Dans le Grand Est, le Luxembourg séduit en premier les professionnels de santé des zones frontalières
Lecture rapide :
– Le Luxembourg concentre la majorité des soignants frontaliers
– 86 500 frontaliers du Grand Est travaillaient au Luxembourg en 2018
– 80% des professionnels de santé frontaliers sont des femmes
Plus de la moitié des professionnels de santé résidant dans le Grand Est exercent au Luxembourg, selon les résultats publiés de la première phase de l’étude LUXTALENT. Cette orientation confirme la place centrale du Grand-Duché pour l’emploi transfrontalier dans le secteur de la santé et alimente des dynamiques de mobilité professionnelle spécifiques aux zones frontalières.
Attractivité salariale et flux vers le Luxembourg dans le Grand Est
L’étude rappelle que le nombre de frontaliers du Grand Est travaillant au Luxembourg est passé à 86 500 en 2018, contre 36 100 en 1999. Au total, quelque 182 000 habitants de la région travaillaient dans un pays voisin selon les mêmes séries.

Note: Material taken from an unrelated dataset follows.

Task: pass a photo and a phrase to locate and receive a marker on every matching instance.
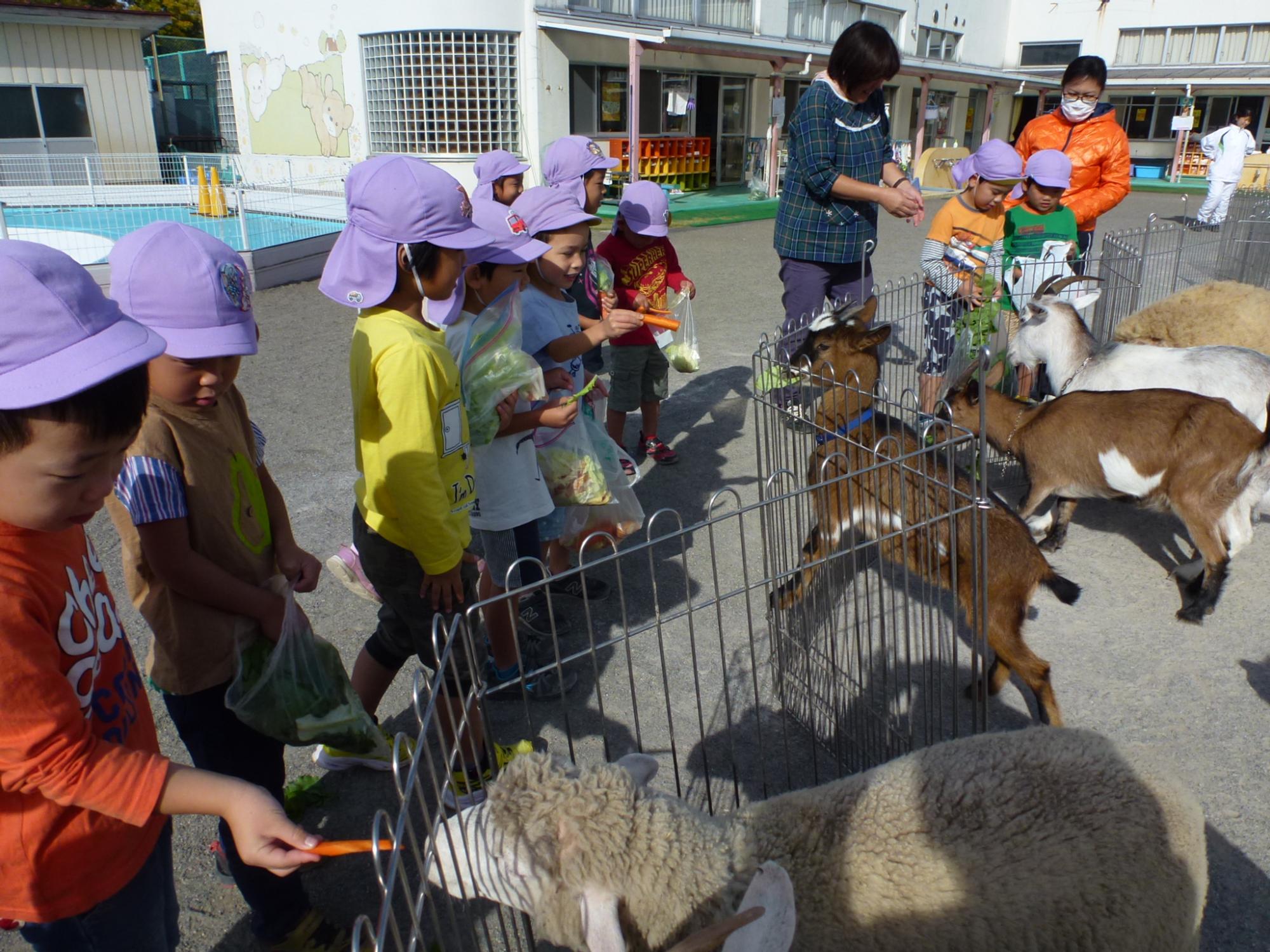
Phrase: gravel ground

Le rapport souligne également des écarts de rémunération importants : un travailleur frontalier gagne en moyenne 65% de plus en franchissant la frontière, écart qui peut être supérieur dans certains métiers de la santé. Ces différences renforcent l’attractivité du Luxembourg sur le marché du travail transfrontalier.
Profil des soignants frontaliers et répartition territoriale
Les professionnels de santé frontaliers présentent des caractéristiques proches de leurs homologues en France : 80% sont des femmes et l’âge moyen est d’environ 40,5 ans contre 41,5 ans pour les soignants exerçant en France. La quasi-totalité vivent à proximité de la frontière, avec 98% résidant dans un arrondissement frontalier.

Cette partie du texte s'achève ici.